Ce mot « catégorie » pourrait s’entendre dans le sens de « genre » au sens où le cinéma documentaire est lui-même un genre du cinéma en général, comme le précise Raphaëlle Moine dans son livre Les genres du cinéma. Elle met ainsi en évidence les éléments qui définissent un « genre » : il possède non seulement des règles formelles et thématiques, mais aussi des structures narratives similaires, des structures élémentaires (conventions) ainsi que des caractéristiques sémiotiques (personnages, décors, attitudes) et syntaxiques (formes).
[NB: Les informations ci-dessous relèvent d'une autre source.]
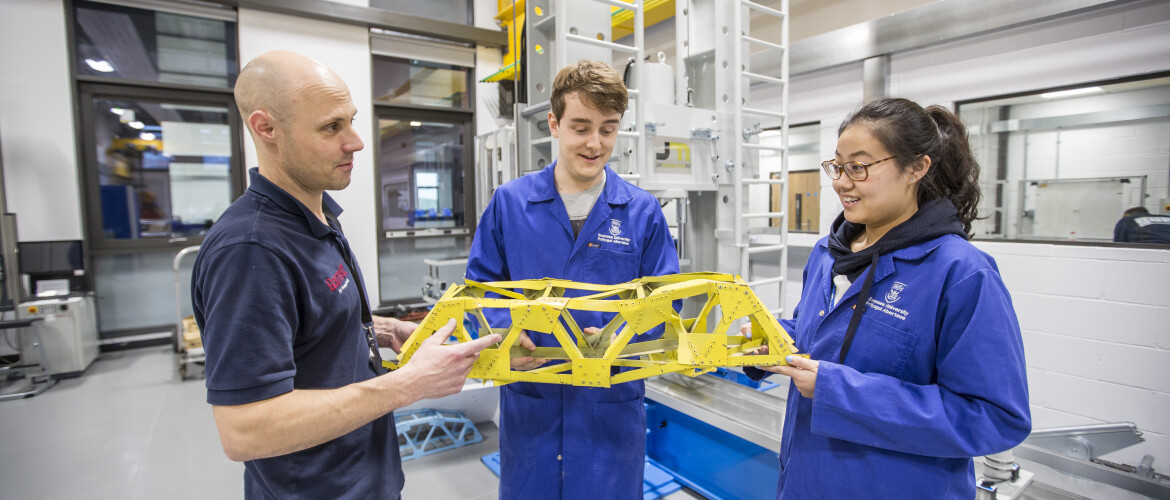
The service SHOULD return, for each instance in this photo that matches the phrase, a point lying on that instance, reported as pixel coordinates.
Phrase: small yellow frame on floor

Raphaëlle Moine ajoute que la définition d’un genre n’est pas universelle mais qu’elle dépend de plusieurs facteurs : l’usage que l’on en fait, les différents niveaux de caractérisations ; la typologie s’adresse-t-elle à un spectateur lambda ou à un théoricien ? Selon elle, le documentaire par exemple peut être vu comme une simple forme ou un genre à part entière. Plaçons-nous cette dernière hypothèse. Dans le champ du cinéma documentaire, nous pouvons donc définir un sous-genre (ou catégorie) qui serait en mesure de fournir les éléments le structurant.

C’est cette catégorie qui nous intéresse et que nous avons nommée « filmer son histoire ». Que signifie clairement cette expression ?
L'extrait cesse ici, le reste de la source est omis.